In burns surgery, Yeong and colleagues developed an ML algorithm to analyse reflectance spectrometry images and assess burns area and depth.74 They demonstrated an average predictive accuracy of 86 per cent. In free flap reconstructions, Kiranantawat and colleagues developed an ML-based smartphone application, SilpaRamanitor, that can predict vascular compromise from 2D photographs with an overall sensitivity of 94 per cent, a specificity of 98 per cent and an accuracy of 95 per cent.75 In hand surgery, Conforth and colleagues developed an algorithm capable of estimating the likelihood of tissue-engineered peripheral nerve graft take at 92.59 per cent accuracy.76 In aesthetic surgery, Gunes and colleagues developed an automated classifier of facial beauty by analysing 165 images of attractive female faces as graded by human referees.77
Conclusion
Most studies of image-guided navigation systems, AR, VR, holograms and ML have been presented in small case series and they remain to be analysed using outcomes-based validation studies. Image-guided navigation systems are used less frequently in soft tissue surgery, in comparison with orthopaedic and neurosurgery, due to unreliable landmarks being available for image registration.

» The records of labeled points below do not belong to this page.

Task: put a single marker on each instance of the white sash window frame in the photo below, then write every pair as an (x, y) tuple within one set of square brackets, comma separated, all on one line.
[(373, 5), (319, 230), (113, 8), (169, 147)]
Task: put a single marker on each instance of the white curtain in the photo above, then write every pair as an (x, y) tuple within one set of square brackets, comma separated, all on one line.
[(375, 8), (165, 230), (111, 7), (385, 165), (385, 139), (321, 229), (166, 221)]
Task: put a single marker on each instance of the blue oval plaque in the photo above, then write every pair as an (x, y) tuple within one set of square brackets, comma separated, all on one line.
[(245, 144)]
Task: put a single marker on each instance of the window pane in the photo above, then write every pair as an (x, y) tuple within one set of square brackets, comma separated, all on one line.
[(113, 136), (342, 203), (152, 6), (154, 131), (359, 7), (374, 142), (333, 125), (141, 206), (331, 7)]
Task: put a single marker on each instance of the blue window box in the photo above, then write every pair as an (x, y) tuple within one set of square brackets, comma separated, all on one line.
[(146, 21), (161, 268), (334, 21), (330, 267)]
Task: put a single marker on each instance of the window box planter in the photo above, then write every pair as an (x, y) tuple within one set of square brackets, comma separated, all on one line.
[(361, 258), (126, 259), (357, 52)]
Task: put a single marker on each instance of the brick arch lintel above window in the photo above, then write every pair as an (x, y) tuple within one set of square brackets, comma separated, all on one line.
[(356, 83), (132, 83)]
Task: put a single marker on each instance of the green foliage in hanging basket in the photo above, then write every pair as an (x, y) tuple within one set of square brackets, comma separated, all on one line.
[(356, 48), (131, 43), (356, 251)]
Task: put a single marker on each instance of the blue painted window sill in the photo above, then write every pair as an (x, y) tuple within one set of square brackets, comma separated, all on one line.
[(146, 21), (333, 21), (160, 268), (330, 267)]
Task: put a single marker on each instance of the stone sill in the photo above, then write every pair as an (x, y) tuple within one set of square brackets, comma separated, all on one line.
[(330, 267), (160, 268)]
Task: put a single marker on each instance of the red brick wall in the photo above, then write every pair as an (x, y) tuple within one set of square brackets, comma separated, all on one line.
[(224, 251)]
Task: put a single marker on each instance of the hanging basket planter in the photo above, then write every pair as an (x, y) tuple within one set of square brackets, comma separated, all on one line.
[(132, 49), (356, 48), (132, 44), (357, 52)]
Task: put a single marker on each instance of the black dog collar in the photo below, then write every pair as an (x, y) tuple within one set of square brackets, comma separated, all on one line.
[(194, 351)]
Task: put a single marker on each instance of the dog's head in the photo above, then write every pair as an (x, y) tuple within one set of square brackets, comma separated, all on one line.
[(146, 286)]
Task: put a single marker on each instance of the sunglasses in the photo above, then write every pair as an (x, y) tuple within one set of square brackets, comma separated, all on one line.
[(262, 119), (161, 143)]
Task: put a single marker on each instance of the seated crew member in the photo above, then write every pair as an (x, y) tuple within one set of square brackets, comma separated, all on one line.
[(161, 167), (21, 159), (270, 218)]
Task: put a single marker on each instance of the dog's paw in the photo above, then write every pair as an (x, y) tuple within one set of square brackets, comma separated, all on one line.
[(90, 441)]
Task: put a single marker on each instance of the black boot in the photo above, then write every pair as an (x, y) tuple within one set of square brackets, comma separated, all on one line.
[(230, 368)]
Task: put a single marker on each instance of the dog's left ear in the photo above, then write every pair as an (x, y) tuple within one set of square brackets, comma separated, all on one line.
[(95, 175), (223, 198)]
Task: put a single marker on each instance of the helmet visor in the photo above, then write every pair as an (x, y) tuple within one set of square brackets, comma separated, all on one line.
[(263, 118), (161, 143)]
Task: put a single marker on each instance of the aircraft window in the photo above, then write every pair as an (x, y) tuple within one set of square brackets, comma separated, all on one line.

Augmented reality platforms such as CAVE2TM which leads to intuitive real-time 3D visualisation of anatomical structures, appear promising. Machine learning is a rapidly emerging, disruptive technology that may become highly useful as a diagnostic and predictive tool. Together, they illustrate an exciting future where clinicians will be armed with numerous intuitive technologies for surgical planning and guidance.
Disclosures
The authors have no conflicts of interest to disclose.
Funding
The authors received no financial support for the research, authorship and/or publication of this article.